Already for some, including Orwell, the challenge of a divided world loomed large in the mid-1940's.  In a prescient newspaper column called “You and the Atom Bomb,” Orwell suggested that this weapon might lock the U.S. and the U.S.S.R. (which had not even developed its own bomb yet) into a long and paranoid stalemate.  He pictured a state of “permanent Cold War.”
 
*****
 Orwell's Animal Farm, Lynskey writes, is a scrupulous allegory of Russian history from the Revolution to the Teheran Conference.  Each animal represents an individual:  Napoleon is Stalin, Snowball is Trotsky, Mr.

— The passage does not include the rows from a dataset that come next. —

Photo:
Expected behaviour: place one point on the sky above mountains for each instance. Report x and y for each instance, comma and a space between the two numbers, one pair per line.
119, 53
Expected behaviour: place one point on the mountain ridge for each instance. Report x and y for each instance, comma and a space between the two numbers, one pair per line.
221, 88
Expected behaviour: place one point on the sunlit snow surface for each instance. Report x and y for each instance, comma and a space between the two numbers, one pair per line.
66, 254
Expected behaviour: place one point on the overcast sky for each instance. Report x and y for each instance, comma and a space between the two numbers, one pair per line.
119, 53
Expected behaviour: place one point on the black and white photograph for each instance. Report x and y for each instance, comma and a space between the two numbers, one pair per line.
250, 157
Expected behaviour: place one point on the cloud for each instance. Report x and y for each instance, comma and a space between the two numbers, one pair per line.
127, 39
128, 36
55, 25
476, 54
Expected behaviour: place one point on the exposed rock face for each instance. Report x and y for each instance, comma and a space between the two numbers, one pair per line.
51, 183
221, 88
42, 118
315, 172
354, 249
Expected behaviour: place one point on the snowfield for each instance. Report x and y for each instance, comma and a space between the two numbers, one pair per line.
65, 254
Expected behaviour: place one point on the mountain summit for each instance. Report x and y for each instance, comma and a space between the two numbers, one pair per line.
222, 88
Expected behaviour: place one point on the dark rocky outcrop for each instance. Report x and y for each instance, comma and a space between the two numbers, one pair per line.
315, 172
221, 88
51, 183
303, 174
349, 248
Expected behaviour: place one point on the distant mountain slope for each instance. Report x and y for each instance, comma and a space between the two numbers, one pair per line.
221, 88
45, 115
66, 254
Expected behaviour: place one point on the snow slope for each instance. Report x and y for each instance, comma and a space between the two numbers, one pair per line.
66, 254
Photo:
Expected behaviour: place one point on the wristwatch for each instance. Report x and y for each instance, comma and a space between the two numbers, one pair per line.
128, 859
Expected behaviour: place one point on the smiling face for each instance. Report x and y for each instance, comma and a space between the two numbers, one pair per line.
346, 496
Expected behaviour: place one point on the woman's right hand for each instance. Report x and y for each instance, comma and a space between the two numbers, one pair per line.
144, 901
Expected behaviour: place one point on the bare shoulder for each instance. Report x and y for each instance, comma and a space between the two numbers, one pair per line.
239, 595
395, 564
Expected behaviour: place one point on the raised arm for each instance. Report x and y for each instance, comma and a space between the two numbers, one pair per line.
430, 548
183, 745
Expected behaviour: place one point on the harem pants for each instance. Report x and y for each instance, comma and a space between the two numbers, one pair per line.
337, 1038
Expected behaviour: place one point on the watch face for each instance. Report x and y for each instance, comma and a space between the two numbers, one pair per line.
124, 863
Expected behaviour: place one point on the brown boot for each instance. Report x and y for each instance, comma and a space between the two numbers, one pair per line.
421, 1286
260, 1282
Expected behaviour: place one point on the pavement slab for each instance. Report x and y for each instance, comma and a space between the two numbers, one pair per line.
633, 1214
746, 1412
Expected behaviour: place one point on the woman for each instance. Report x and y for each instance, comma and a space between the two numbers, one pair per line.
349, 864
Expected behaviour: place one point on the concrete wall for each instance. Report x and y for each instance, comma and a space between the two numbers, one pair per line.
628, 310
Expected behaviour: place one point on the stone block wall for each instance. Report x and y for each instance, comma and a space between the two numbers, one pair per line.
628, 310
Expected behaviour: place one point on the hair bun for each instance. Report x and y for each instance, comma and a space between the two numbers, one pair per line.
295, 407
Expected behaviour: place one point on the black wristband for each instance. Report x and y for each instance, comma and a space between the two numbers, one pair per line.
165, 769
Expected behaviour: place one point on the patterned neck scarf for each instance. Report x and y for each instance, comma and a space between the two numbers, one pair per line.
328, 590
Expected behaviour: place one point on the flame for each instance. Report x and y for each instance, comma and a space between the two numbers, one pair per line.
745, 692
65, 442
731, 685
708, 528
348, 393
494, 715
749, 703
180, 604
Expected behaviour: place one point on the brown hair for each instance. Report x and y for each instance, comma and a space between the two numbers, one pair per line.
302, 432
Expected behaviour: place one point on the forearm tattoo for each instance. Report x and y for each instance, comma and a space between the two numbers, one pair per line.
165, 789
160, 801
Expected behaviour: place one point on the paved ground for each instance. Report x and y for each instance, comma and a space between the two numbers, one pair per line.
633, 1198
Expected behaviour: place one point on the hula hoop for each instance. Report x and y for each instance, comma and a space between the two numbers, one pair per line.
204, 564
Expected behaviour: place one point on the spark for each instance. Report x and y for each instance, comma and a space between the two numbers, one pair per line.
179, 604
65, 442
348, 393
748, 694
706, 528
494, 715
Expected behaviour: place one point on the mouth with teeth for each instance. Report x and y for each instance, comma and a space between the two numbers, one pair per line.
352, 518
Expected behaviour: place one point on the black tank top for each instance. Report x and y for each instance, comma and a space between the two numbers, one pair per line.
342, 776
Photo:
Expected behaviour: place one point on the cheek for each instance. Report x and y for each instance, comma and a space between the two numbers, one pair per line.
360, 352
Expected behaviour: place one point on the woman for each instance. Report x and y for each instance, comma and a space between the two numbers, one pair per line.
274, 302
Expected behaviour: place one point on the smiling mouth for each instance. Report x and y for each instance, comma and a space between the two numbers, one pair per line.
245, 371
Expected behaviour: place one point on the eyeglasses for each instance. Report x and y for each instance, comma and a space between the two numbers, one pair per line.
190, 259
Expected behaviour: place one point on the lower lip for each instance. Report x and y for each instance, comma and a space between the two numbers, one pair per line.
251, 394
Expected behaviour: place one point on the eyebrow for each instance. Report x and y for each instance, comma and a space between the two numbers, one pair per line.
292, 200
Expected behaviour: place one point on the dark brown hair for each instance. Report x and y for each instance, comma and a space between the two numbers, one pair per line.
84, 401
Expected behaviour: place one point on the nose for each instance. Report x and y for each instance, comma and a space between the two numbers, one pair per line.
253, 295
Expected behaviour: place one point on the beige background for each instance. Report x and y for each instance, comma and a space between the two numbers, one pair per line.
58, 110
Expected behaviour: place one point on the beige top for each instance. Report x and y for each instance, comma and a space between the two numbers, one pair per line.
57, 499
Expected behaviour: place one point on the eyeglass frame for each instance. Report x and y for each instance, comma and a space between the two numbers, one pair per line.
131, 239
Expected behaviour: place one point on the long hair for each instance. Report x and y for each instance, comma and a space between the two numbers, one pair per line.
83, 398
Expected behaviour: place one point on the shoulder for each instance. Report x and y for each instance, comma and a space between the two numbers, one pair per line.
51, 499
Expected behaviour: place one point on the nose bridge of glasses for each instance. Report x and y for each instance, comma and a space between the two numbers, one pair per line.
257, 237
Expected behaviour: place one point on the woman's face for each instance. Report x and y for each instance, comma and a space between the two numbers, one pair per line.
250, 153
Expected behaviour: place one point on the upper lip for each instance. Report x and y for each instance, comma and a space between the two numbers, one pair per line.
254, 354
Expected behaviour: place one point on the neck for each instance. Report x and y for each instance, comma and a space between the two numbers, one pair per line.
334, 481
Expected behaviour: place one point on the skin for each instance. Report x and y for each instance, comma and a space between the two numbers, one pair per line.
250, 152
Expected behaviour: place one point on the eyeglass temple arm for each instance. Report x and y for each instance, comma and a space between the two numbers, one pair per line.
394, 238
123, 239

Frederick is Hitler and so on.  The book can be read as a thematic prequel to 1984.  First the revolution betrayed (Animal Farm), then tyranny triumphant (1984).  The commandments of the revolution are reduced to one famous oxymoron:  “All animals are equal but some animals are more equal than others.”
 
*****
 
Blackballing socialism.  The word socialism is being used today by Trump and other Republicans to instantly denigrate the views of several Democratic candidates.  Interestingly, no one did the blackballing better than Winston Churchill in 1945 as he sought to retain his premiership versus Clement Attlee in the Labor Party.  “There can be no doubt that socialism isn’t separately interwoven with totalitarianism and the abject worship of the state,” Churchill railed.  “No socialist government conducting the entire life and industry of the country could allow a free, sharp or violently worded expression of public discontent.  They would have to fall back on some form of Gestapo, no doubt very humanely directed in the first instance.”
 
Could you imagine anyone saying that today?  Hyperbolic expression is not something we’ve invented today!
 
*****
 
On the need to feverishly hold on to reality.  Hannah Irendt said it succinctly in 1951:  “The stubbornness of reality is relative.  Reality needs us to protect it.”
 
One of the challenges in holding on to reality, more present today than ever, is the ever-present nature of social media.  Here is an uncannily prescient excerpt from 1984:  “The people are not going to revolt.  They will not look up from their screens long enough to notice what’s really happening.”  
 
It gets harder and harder to really know what’s happening when there is such an abundance of exaggerated statements and outright lying before us.  It is truly Orwellian, Lynskey writes, that the phrase “fake news,” created by Orwell, has been turned on its head by Trump to describe real news that is not to his liking, while flagrant lies become “alternative news.”  
 
*****
 
In conclusion, Lynskey observed that the 70th anniversary of 1984 falls at a dark time for liberal democracy.  Yet, he writes, “There is hope to be taken from the reality that millions of people in the ‘reality-based community’ push back against the ‘medium-sized lie’ to reaffirm that facts do matter, to fight for the preservation of honesty and integrity, and to insist that two and two really do make four.” 
 
For folks like me, 1984, and this biography of it by Lenskey, have a lot to offer.  As Orwell wrote in his preface to Animal Farm, liberal values “are not indestructible and they have to be kept alive by conscious effort.”
 
1984 was Orwell’s final, essential contribution to that collective effort.  In this statement he dictated from bed during his final months, he emphasized the fundamental reason why he wrote it:  not to bind our wills but to strengthen them.  “The moral to be drawn from this dangerous nightmare situation is a simple one.  Don’t let it happen.  It depends on you.”